Die Besetzung scheint Woo vertraut und sich auf seine Seite eingestellt zu haben. Moreno und Kinnaman scheinen Dinge aus ihrem Bauch herauszuholen, von denen sie nicht wussten, dass sie da drin sind. Einige der Aufnahmen trauernder Charaktere sind schwer anzusehen, da die Darsteller emotional nackt sind und sich nicht schützen. Wenn Trauer Angst oder Wut weicht, ist die Wirkung vulkanisch. Kombinieren Sie die Bemühungen der Schauspieler mit Beltramis Partitur, die sich wahrscheinlich über achtzig Prozent der Laufzeit erstreckt, und Woos Dirigententakt, und Sie haben einen Fluss an Gefühlen vor sich, der nie aufhört zu fließen.

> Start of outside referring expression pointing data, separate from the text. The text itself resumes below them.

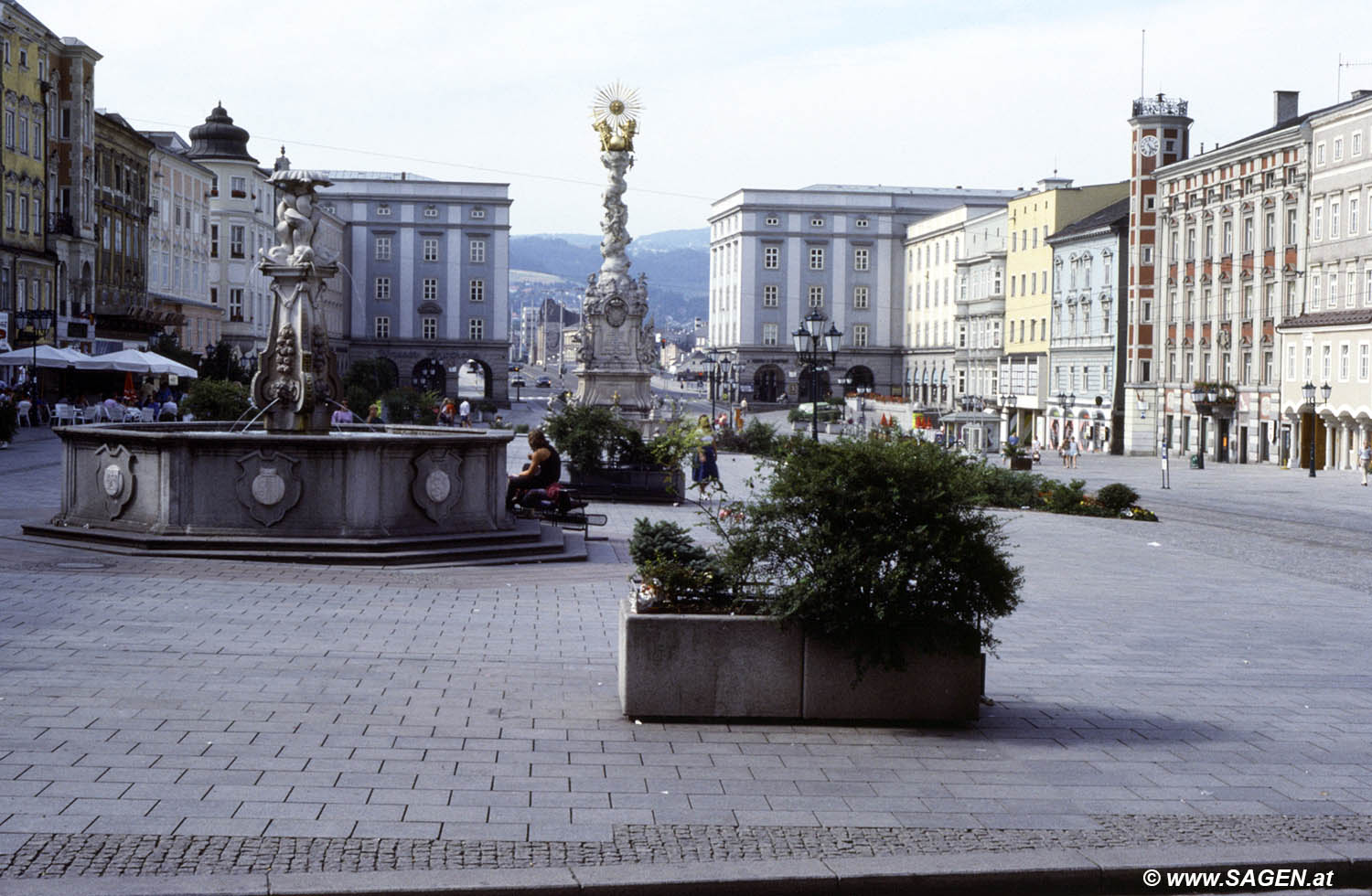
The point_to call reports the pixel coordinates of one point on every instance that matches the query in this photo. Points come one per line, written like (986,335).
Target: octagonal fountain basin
(359,495)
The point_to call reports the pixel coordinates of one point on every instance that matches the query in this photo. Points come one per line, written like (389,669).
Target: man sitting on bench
(543,468)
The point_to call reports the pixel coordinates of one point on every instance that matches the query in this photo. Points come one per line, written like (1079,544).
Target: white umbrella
(136,361)
(43,356)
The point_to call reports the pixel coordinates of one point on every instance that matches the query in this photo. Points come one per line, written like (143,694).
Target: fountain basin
(401,495)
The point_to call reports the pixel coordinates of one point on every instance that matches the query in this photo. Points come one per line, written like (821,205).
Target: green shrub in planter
(595,438)
(878,548)
(1117,497)
(216,400)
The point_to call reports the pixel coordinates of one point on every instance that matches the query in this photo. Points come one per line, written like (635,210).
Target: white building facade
(241,211)
(425,271)
(778,255)
(178,240)
(1330,340)
(1086,345)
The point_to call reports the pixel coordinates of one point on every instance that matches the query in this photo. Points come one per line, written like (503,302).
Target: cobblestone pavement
(1196,681)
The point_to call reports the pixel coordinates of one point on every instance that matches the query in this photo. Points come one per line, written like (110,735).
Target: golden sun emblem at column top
(615,117)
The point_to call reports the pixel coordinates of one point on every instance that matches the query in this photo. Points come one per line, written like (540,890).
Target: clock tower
(1158,134)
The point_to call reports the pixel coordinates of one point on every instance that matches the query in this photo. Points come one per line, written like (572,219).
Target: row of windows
(22,213)
(859,335)
(1325,362)
(936,251)
(815,221)
(475,249)
(771,258)
(1248,233)
(428,326)
(1336,148)
(16,134)
(1243,376)
(1183,307)
(383,210)
(1087,379)
(815,295)
(1339,224)
(430,290)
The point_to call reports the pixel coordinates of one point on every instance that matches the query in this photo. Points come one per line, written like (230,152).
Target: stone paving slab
(1201,681)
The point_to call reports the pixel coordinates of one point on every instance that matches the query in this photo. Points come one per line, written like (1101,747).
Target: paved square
(1201,681)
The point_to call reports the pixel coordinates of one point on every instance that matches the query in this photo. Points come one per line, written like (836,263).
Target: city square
(244,726)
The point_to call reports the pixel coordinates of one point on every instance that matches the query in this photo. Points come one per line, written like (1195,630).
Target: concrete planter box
(748,667)
(653,485)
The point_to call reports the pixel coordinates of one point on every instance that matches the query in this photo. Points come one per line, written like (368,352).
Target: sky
(735,93)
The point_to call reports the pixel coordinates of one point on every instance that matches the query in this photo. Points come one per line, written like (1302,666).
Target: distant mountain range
(677,263)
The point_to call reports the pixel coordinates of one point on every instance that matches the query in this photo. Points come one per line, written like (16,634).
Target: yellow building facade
(27,268)
(1032,217)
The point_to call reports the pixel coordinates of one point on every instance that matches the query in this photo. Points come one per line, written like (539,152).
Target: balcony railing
(1158,104)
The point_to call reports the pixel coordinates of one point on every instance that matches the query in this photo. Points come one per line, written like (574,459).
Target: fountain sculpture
(296,489)
(617,346)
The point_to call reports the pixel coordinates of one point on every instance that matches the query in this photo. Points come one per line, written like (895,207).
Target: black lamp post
(1065,400)
(718,373)
(815,346)
(1308,392)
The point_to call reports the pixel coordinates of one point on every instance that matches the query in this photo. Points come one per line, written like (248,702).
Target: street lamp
(718,372)
(815,346)
(1065,400)
(1308,392)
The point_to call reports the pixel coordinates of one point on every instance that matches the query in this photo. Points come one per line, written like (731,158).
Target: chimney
(1284,104)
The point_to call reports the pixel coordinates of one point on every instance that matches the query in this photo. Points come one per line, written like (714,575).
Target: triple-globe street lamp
(719,362)
(1308,392)
(820,348)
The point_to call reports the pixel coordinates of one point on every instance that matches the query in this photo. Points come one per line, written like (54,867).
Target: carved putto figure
(296,217)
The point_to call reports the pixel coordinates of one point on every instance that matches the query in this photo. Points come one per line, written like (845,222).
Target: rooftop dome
(219,137)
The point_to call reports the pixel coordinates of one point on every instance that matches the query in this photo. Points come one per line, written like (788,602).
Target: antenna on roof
(1143,47)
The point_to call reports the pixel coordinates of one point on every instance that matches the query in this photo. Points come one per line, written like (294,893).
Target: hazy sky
(735,93)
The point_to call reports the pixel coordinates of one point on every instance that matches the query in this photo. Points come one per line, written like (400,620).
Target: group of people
(450,414)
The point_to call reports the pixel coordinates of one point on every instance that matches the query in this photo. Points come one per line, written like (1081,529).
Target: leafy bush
(216,400)
(756,438)
(1116,497)
(595,438)
(409,405)
(1002,487)
(678,575)
(878,548)
(368,379)
(1067,497)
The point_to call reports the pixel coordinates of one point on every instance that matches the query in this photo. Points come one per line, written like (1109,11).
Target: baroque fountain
(295,489)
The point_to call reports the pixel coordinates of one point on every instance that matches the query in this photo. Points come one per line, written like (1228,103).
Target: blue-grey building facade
(425,268)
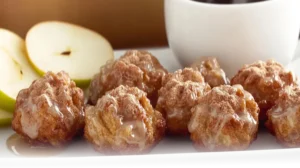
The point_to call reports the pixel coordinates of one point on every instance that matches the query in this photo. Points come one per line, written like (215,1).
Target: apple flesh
(5,118)
(55,46)
(15,70)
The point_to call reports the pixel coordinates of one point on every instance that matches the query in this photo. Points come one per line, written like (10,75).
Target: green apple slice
(55,46)
(5,118)
(15,70)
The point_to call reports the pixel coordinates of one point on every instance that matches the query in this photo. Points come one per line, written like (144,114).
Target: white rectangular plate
(263,153)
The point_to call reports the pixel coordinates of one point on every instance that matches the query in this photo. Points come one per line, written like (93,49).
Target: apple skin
(5,118)
(82,83)
(79,83)
(7,103)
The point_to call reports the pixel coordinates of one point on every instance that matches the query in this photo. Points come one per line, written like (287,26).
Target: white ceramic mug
(236,34)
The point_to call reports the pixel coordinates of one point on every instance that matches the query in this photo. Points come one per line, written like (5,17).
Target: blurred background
(125,23)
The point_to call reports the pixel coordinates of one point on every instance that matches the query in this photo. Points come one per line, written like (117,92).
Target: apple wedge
(15,70)
(5,118)
(55,46)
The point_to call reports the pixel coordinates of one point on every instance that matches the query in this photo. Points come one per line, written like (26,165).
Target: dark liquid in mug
(229,1)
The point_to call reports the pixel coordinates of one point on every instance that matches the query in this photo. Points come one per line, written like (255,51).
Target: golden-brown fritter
(284,118)
(180,92)
(50,112)
(225,119)
(123,122)
(135,69)
(264,80)
(213,74)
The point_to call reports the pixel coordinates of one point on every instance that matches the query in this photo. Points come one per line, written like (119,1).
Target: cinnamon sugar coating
(264,80)
(225,119)
(180,92)
(213,74)
(50,112)
(135,69)
(284,118)
(123,122)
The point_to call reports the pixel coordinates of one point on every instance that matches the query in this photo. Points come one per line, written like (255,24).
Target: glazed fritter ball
(284,118)
(213,74)
(180,92)
(225,119)
(50,112)
(123,122)
(264,80)
(135,69)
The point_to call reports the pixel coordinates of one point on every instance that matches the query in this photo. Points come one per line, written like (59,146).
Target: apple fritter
(264,80)
(181,90)
(284,118)
(123,122)
(225,119)
(135,69)
(50,112)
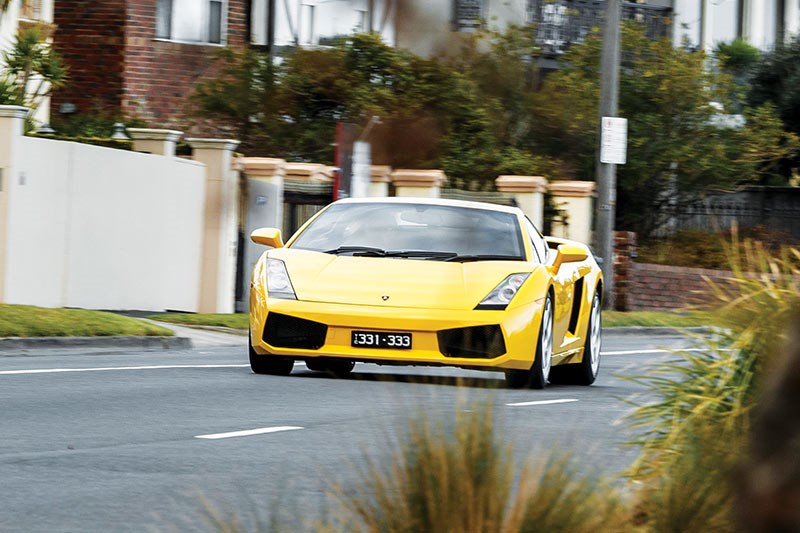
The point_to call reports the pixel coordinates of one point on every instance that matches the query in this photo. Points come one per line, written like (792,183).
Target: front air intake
(479,342)
(283,331)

Woo und sein Cutter Zach S. Staenberg (der die „Matrix“-Filme geschnitten hat) haben die immer seltener werdende Gabe für Übergänge, die nicht nur die Geschichte vorantreiben, sondern eine Metapher, ein Gleichnis oder eine Analogie schaffen und den Zuschauer daran erinnern, dass Filme nicht nur etwas sind Rätsel, die es zu lösen gilt, oder Texte, die es zu überfliegen gilt, sondern Gedichte oder Lieder oder expressionistische Kunst. Denken Sie an die Cross-Cut-Montage zu Beginn von „Silent Night“, in der abwechselnd Brian tiefer in seine Manie versinkt und Saya gleichzeitig erkennt, dass sie ihn verlassen muss. Eine Nahaufnahme von Saya folgt einer Träne, die in ihrem Augenwinkel erscheint, über ihre Wange rollt, kurz an ihrem Gesicht hängen bleibt und aus dem Bild fällt. Dann folgt ein Match-Cut, bei dem eine Kugel auf dem Boden an einem Schießstand, an dem Brian trainiert, klirrt. Es ist überraschend, seltsam und perfekt. Es gibt wahrscheinlich zwei Dutzend solcher Momente in „Silent Night“, in denen der Film einem etwas zeigt, was man noch nie zuvor gesehen hat, und zwar auf eine Art und Weise, die man als gewagt bezeichnen würde, wenn Woos Technik nicht so elegant und souverän wäre.

Die Klischees des Action-/Rachefilms erscheinen letztendlich nicht mehr nur vertraut, sondern wirken rituell, wie Passagen aus dem Alten Testament oder Zeilen aus einem Epos (oder einer Beschwörung). Die Einfachheit des Ganzen grenzt manchmal an Einfalt. Das ist unvermeidlich. Es liegt in der Natur der Sache. Diese Art von Film vermittelt Unschuld, indem der Held die zerstörten Eingeweide eines Aufziehspielzeugs mit sich herumträgt, das immer noch seine klagende Melodie spielt; So läuft John Woo – erinnern Sie sich an den süßen kleinen Jungen in „ Face/Off “? – und genau das braucht „Stille Nacht“. Filme wie dieser funktionieren nur, wenn die Leute, die sie gemacht haben, keine Angst davor haben, zu weit zu gehen. Einige der großartigsten Opern und Popsongs gehen dieses Risiko ein und gehen über das hinaus, was normalerweise als gutes Urteilsvermögen oder guten Geschmack angesehen wird, ohne Angst davor zu haben, Anstoß zu erregen oder sich selbst zu blamieren. Wenn sie immer weiter drängen, überwinden sie manchmal alle vermeintlichen rationalen Einwände des Betrachters und es kommt zum Durchbruch. Die Schleusen öffnen sich und das Gefühl, das sich daraus ergießt, ist großartig, selten und erhaben.